Anthony nearly died that night, but God had other plans for this 22-year-old.


“I was running from God for four years. And here I am in ICU room bed, strapped down and I ain’t got no other place to look but up. And it’s like God is saying, ‘Do I got your attention now?’” Anthony said.

“I called my pastor, his name is Russ Fontaine, and he came up there and he got together with him by his bed," Anthony's father said.

"And he asked me the same thing, ‘Life or death? Which one? You know? Are you going to choose life or choose death?’ And I, it was hard, cause my flesh wasn’t ready,” Anthony said.

Pastor Fontaine asked him if her were to go that day, where would he go?

Anthony made the choice. 

“I’m tired of running from God.” Anthony said.

“And so he gave his life, there in front of me on the death bed, I call it,” Pastor Fontaine said.
Anthony’s heart test came back negative. When he was released, he moved home with his dad and poured himself into the word of God.
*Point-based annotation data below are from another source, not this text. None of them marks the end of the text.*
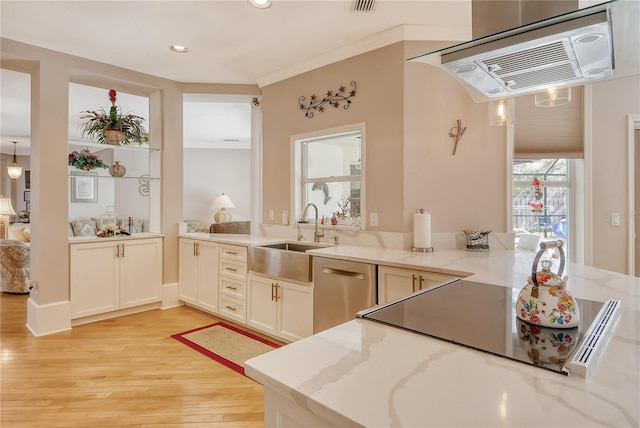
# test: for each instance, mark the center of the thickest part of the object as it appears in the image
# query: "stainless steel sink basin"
(287, 260)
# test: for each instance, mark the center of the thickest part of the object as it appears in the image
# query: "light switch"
(615, 219)
(373, 219)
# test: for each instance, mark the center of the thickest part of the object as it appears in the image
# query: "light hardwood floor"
(124, 372)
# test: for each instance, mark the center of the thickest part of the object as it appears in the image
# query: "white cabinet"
(233, 282)
(395, 283)
(115, 274)
(198, 273)
(280, 308)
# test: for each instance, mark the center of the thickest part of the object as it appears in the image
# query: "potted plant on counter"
(85, 160)
(113, 127)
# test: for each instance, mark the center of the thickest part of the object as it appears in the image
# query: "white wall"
(210, 172)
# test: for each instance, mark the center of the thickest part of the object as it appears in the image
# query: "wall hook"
(459, 131)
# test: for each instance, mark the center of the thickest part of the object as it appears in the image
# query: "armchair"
(15, 266)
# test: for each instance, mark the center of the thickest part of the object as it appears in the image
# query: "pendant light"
(14, 170)
(498, 113)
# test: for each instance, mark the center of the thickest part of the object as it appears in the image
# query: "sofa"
(15, 259)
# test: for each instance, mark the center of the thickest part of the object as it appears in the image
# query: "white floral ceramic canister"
(545, 300)
(547, 346)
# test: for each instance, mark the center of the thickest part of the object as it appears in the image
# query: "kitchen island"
(363, 373)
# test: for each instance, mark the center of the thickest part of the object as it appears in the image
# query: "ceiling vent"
(566, 50)
(363, 5)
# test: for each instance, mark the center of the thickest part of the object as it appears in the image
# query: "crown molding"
(388, 37)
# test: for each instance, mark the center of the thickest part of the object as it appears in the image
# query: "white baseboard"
(115, 314)
(170, 296)
(49, 318)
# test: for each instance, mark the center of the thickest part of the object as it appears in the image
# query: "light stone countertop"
(93, 238)
(363, 373)
(245, 240)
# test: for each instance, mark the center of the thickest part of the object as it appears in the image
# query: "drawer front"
(233, 288)
(233, 309)
(233, 270)
(233, 252)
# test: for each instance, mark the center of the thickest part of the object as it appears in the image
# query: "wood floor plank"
(123, 372)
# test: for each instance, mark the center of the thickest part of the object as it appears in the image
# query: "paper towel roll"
(422, 230)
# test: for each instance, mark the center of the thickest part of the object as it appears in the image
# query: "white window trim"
(295, 158)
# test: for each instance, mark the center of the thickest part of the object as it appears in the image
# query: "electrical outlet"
(373, 219)
(615, 219)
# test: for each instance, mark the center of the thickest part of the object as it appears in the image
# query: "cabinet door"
(261, 304)
(395, 283)
(140, 272)
(295, 311)
(188, 271)
(94, 283)
(207, 293)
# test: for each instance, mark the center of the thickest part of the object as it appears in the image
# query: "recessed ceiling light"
(590, 38)
(179, 49)
(465, 68)
(260, 4)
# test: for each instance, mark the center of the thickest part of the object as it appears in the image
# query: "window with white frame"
(553, 218)
(330, 175)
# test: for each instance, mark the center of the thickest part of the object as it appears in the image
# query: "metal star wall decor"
(333, 98)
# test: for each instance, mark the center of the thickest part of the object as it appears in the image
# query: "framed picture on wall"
(84, 187)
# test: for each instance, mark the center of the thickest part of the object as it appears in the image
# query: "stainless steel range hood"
(567, 50)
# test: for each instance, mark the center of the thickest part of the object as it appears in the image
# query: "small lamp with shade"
(6, 209)
(223, 202)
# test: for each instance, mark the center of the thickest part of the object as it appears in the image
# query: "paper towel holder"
(422, 249)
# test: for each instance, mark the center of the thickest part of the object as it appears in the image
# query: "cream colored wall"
(613, 101)
(378, 103)
(51, 73)
(408, 110)
(465, 191)
(636, 212)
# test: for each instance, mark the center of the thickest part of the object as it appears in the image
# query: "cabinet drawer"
(234, 270)
(233, 288)
(429, 279)
(233, 309)
(233, 252)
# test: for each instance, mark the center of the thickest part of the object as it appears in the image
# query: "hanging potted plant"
(85, 160)
(113, 127)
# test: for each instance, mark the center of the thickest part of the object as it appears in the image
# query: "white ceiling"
(228, 41)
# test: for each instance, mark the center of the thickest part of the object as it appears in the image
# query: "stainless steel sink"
(287, 260)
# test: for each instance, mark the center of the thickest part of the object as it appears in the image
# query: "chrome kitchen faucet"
(303, 219)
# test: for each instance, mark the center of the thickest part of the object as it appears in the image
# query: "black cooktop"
(482, 316)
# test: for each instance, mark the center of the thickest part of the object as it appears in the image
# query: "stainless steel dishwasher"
(340, 289)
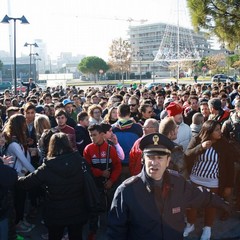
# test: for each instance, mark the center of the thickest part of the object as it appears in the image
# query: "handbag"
(90, 190)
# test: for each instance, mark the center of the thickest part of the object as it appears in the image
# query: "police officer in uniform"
(152, 204)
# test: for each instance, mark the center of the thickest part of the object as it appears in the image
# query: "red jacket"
(96, 155)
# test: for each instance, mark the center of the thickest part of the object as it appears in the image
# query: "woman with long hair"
(15, 134)
(210, 163)
(42, 125)
(62, 176)
(111, 116)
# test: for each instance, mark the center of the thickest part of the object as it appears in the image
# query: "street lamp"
(140, 54)
(23, 20)
(30, 56)
(35, 59)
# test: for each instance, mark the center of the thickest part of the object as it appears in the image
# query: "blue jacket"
(127, 133)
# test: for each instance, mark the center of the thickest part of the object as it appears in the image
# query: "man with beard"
(152, 204)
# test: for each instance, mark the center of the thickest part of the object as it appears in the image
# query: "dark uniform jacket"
(142, 210)
(64, 184)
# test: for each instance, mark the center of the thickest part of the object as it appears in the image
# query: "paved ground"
(222, 230)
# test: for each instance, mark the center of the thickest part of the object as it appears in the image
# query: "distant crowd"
(103, 127)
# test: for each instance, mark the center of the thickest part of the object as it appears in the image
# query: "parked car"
(222, 78)
(20, 88)
(153, 84)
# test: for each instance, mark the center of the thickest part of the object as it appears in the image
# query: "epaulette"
(173, 172)
(131, 180)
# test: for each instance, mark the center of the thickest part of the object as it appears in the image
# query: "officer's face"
(156, 165)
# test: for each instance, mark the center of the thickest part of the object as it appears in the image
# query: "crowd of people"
(134, 141)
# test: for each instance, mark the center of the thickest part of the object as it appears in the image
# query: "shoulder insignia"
(131, 180)
(173, 172)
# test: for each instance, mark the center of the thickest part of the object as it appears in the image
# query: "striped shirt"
(206, 170)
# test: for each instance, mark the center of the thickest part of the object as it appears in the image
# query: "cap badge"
(155, 139)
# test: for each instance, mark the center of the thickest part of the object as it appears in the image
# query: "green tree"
(92, 65)
(1, 65)
(220, 17)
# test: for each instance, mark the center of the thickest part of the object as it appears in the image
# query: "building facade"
(146, 39)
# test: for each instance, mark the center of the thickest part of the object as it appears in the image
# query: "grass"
(130, 81)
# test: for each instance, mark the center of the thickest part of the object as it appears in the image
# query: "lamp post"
(30, 56)
(23, 20)
(37, 67)
(140, 54)
(34, 69)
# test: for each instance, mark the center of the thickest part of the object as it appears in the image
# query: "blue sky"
(83, 26)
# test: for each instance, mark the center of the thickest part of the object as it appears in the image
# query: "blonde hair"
(41, 123)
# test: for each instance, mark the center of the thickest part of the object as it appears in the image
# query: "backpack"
(4, 202)
(235, 131)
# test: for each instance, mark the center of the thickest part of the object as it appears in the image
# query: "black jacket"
(63, 179)
(8, 178)
(142, 210)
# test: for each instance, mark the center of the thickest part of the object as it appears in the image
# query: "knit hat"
(215, 103)
(174, 109)
(167, 101)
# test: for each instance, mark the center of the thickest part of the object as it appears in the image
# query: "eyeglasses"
(146, 127)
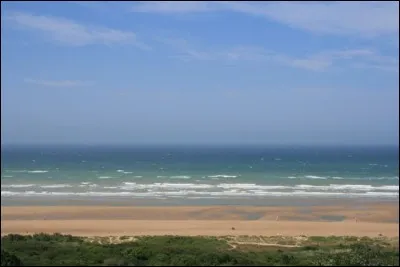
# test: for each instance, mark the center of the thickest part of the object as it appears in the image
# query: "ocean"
(193, 172)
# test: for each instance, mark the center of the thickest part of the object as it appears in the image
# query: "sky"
(200, 72)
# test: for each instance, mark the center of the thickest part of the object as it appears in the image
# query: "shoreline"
(370, 220)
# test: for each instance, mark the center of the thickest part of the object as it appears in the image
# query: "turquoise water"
(199, 172)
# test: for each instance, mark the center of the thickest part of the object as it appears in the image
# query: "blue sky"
(200, 72)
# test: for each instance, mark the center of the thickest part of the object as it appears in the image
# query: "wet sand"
(368, 220)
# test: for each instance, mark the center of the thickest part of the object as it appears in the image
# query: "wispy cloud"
(58, 83)
(171, 6)
(321, 61)
(362, 19)
(72, 33)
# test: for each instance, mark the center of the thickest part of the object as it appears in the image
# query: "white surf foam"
(222, 176)
(56, 186)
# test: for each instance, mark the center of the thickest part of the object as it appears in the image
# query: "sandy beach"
(369, 220)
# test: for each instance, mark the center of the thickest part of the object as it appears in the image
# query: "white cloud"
(362, 19)
(59, 83)
(68, 32)
(350, 57)
(171, 6)
(358, 58)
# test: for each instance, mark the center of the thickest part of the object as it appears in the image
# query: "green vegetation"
(66, 250)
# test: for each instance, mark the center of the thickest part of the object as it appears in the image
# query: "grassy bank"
(42, 249)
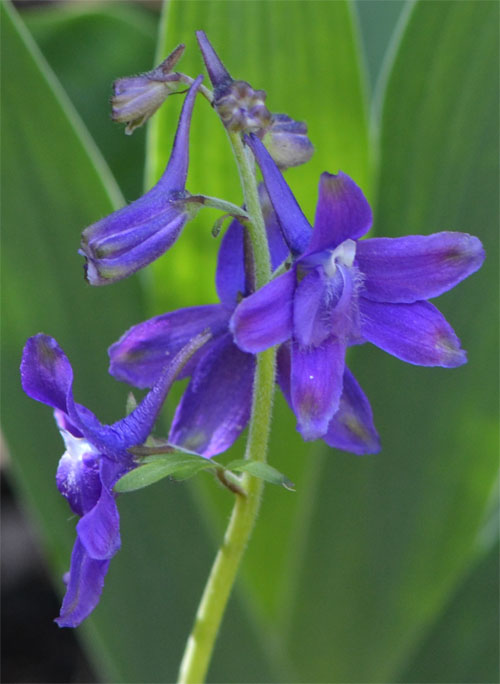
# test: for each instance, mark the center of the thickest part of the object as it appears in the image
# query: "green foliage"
(371, 571)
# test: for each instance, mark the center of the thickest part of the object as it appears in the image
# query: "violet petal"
(416, 267)
(352, 428)
(141, 353)
(265, 318)
(417, 333)
(316, 385)
(218, 73)
(215, 407)
(342, 212)
(99, 529)
(136, 235)
(46, 373)
(86, 580)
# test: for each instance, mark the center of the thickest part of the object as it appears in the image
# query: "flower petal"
(137, 426)
(86, 580)
(311, 319)
(265, 318)
(342, 212)
(218, 73)
(46, 373)
(135, 235)
(99, 529)
(417, 333)
(351, 428)
(77, 474)
(295, 226)
(216, 405)
(409, 269)
(141, 353)
(316, 385)
(134, 246)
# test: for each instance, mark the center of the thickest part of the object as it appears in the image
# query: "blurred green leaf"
(462, 647)
(103, 41)
(261, 470)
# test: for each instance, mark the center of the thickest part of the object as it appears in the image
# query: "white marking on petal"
(343, 254)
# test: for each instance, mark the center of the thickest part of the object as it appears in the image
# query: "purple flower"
(341, 291)
(136, 98)
(96, 457)
(287, 142)
(134, 236)
(215, 407)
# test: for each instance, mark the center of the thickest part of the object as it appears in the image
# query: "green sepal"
(179, 465)
(262, 471)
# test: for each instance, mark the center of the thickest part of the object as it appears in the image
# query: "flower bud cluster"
(241, 108)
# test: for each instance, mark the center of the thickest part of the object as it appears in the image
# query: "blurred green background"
(377, 569)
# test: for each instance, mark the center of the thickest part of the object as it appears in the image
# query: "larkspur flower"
(243, 109)
(287, 142)
(96, 457)
(136, 98)
(134, 236)
(215, 407)
(342, 291)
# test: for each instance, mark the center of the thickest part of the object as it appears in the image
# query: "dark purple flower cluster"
(331, 290)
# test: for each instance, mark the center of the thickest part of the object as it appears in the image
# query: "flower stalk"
(201, 641)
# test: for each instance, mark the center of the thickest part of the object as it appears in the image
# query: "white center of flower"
(343, 254)
(77, 448)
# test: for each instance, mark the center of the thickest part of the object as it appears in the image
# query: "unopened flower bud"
(241, 108)
(136, 98)
(287, 141)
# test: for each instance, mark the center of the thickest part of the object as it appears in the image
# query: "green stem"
(210, 612)
(256, 227)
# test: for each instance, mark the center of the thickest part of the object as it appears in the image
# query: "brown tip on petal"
(169, 62)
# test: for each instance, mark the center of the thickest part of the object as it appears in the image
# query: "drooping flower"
(96, 457)
(287, 142)
(136, 98)
(342, 291)
(134, 236)
(216, 404)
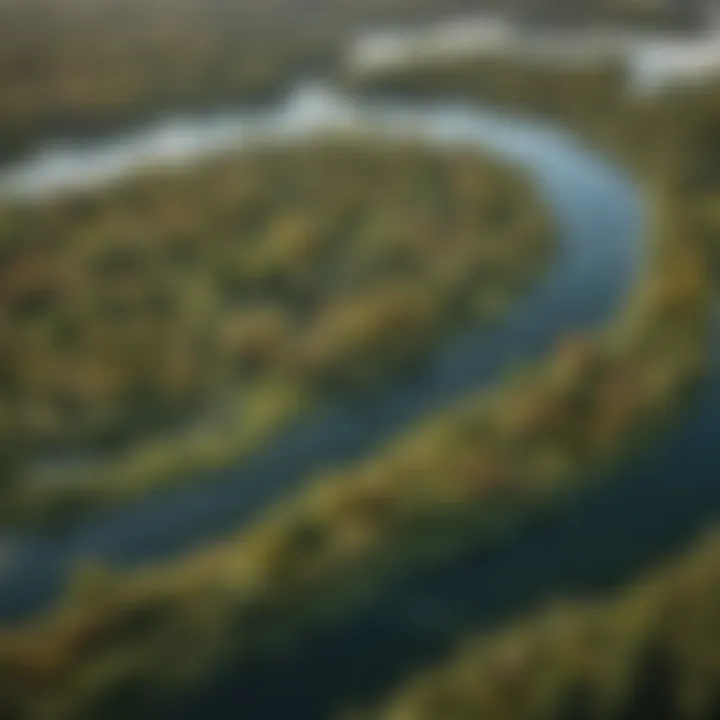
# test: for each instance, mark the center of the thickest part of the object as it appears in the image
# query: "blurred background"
(359, 359)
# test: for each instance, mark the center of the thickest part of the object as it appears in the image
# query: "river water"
(652, 507)
(601, 225)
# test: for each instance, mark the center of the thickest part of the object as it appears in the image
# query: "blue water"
(600, 217)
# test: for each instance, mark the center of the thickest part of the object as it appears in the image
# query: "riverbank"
(650, 652)
(265, 283)
(346, 537)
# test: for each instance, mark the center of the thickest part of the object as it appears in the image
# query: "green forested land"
(166, 324)
(652, 652)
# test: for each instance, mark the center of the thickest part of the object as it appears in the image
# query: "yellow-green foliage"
(653, 652)
(227, 296)
(469, 473)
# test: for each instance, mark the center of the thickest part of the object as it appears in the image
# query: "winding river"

“I just put myself in boot camp - reading the scriptures, fasting, praying, seeking the Lord diligently with all my strength, you know,” Anthony said.

He later went back to the studio on a mission from God. He produced his next album which is fittingly called The Transition.

“The Lord gave me the name of  The Transition. I really felt the Holy Spirit was like, ‘Call it the transition.’ You know, it’s straight up. It’s a transition, which means, to shift, to change. Cause if it was on my actions, I, I’d be in hell. You know? And the only thing that drew me out was God’s faithfulness,” Anthony said.

Anthony is now focused on becoming an instrument of God’s love to reach young people with the gospel. His performing name is Litarodi.

“The blessing about Anthony is his willingness to learn. And so I’ve had the privilege, for the past few months, to mentor him. His message is plain and simple. And that is, ‘keep God first.’”

“The prodigal son. That was so familiar because it reminds me of that father. When the son said, ‘Father, I have sinned against you and heaven.’ But to my son, as that father was, I couldn’t help but just open my arms just as wide and say, ‘You don’t have to do anything. I just want you to come home, be with Jesus,’” Anthony’s father said.

“I’m a new creature in God’s eyes. That all things of the past are washed away, even though I was unfaithful to God, even though I turned my back on him, even though I did what I wanted to do and was so full of pride, you know, God still loved me,” Anthony said.